What are the real world problems:
- Generating photo from text.
- Generating video from script
- Generate voice from text
- Generate fake news ! :P
- Generate UI code from images, stories, speeches, movies, ... anything !
- Data compression ! (as compression is also about prediction, to compress data. It fits into generative models mould quite well)
Estimate the distribution of data from some samples. For example, from the image net dataset, find the distribution of natural images data. We have an empirical small sample of distributiuon (Imagenet) and from it's sample, estimate it's true distribution.
"How likely is this data point from the true distribution ?"
A liklihood based model is a model whihc is a joint distribution over data.
We have some data points from the true data distribution which are IID. We constrain the data distribution to a dataset (maybe Imagenet)

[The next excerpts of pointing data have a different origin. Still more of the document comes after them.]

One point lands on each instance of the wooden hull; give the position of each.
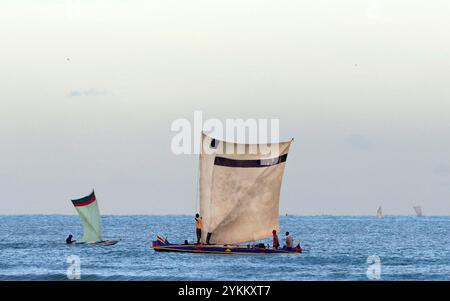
(220, 249)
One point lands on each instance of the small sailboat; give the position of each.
(380, 212)
(418, 210)
(239, 199)
(87, 208)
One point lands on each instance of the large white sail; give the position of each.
(418, 210)
(239, 193)
(379, 212)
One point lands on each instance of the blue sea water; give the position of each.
(336, 248)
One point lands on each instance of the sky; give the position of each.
(89, 89)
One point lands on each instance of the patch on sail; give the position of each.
(89, 213)
(221, 161)
(84, 201)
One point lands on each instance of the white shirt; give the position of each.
(289, 241)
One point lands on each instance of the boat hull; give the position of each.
(220, 249)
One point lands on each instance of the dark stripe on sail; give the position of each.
(84, 201)
(220, 161)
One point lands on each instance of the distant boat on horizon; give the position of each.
(418, 210)
(380, 212)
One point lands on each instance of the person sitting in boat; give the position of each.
(275, 241)
(198, 227)
(69, 240)
(289, 241)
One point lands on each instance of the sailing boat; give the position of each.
(379, 213)
(418, 210)
(87, 208)
(239, 198)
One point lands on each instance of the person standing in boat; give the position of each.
(275, 241)
(289, 241)
(198, 227)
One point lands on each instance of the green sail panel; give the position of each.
(89, 213)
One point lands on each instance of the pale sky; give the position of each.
(89, 89)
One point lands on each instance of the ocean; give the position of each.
(32, 247)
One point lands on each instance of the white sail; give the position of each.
(239, 193)
(89, 213)
(418, 210)
(379, 212)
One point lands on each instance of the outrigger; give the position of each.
(162, 245)
(239, 194)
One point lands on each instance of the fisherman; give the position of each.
(276, 242)
(69, 240)
(289, 241)
(198, 227)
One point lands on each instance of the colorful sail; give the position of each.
(89, 213)
(379, 212)
(239, 192)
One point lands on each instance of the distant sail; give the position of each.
(379, 213)
(89, 213)
(418, 210)
(239, 193)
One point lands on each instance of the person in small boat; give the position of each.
(69, 239)
(275, 241)
(289, 241)
(198, 227)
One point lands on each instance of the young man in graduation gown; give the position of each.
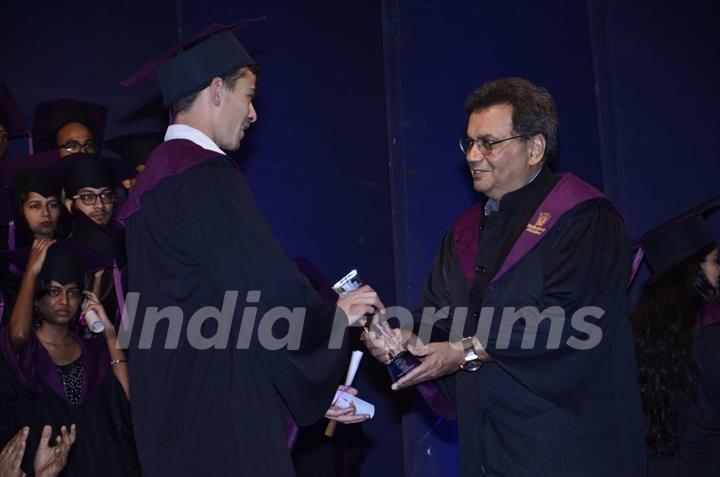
(194, 233)
(565, 403)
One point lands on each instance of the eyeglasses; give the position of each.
(483, 144)
(89, 147)
(70, 293)
(89, 198)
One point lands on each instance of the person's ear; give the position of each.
(536, 152)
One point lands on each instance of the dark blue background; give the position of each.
(354, 158)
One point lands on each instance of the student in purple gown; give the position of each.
(59, 378)
(195, 233)
(677, 330)
(4, 132)
(89, 184)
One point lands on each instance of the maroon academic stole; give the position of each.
(568, 193)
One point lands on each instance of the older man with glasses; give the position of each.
(69, 126)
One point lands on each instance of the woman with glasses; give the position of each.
(676, 323)
(60, 378)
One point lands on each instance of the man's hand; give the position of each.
(12, 454)
(38, 252)
(438, 359)
(50, 461)
(358, 303)
(347, 415)
(377, 346)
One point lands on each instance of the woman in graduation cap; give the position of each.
(60, 378)
(677, 330)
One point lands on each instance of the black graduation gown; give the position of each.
(33, 396)
(698, 452)
(218, 412)
(537, 411)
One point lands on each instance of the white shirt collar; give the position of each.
(183, 131)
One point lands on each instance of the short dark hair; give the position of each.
(533, 108)
(184, 104)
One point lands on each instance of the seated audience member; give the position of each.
(89, 186)
(677, 330)
(69, 126)
(61, 378)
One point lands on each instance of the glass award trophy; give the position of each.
(402, 361)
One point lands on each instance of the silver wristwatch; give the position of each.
(472, 360)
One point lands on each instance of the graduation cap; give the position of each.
(67, 260)
(84, 170)
(52, 115)
(9, 168)
(134, 149)
(677, 239)
(190, 66)
(10, 115)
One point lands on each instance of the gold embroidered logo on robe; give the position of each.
(537, 228)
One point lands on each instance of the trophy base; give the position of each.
(402, 364)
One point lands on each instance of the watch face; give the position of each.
(473, 365)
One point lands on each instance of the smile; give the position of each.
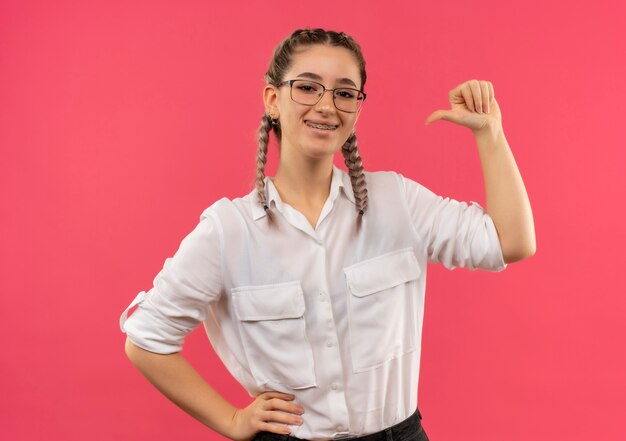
(320, 126)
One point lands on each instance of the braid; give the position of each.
(261, 159)
(353, 161)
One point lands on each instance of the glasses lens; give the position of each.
(348, 100)
(306, 92)
(309, 93)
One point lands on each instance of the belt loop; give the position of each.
(388, 433)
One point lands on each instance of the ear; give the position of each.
(356, 118)
(270, 100)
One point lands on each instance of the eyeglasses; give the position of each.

For this class, a distribution is a function that takes in input and spits out a prob whether it is generated from true data process or not.
In the first lecture we deal with only discrete data, will move on to continous data later.
Potential uses are anomaly detection fast.
Sampling: Generate random variable X that has the same distribution of the model.
Deep learning helps to estimate distributions of a complex high dimensional data. Hence this class is motivated by that, unlike older classical stastical techniques, which fail in this high dimensional scenario.
We want our model to be:
- Small
- Fast
- Expressive
- Generalisable
We estimate p_data from samples.
TO do that, we have a function approximator to learn theta where theta apprxomates the real distribution.
- How do we design function approximations to effectiely represent complex joint distributions over x, yet be easy to train.
- There will be many choices, each with different tradeoffs.
Designing model and training procedure go hand in hand
We also want
- For loss function + search procedure to work for large dataset
- yeild theta simialr to true data distribution, think of loss as distance between distributions.
- Note that the training procedure can only see empiral data distributions, should be able to generalise.
Maximum Liklihood finds theta given dataset by solving optiisation problem.
Also statistics say that if model is expressive enough and given enough data, then solving maximum liklihood problem will yield parameters that generate the data.
It is equivalent to mimimising KL divergence between true and approximate model.
We can solve Maximum Liklihood by using SGD to minimise expectations.
If f is differentiable function of theat , it solves arg_min(Expectation of f)
As maximum liklihood is an average, and SGD minimises averages !
With maximum liklihood, our optimisation problem is:
argmin_theta(For data in dataset ( we check log(prob(x))))
The noise is coming from sample of true dataset, in supervised setting we can think of this noise as mini batches over dataset. (Slightly connfusing)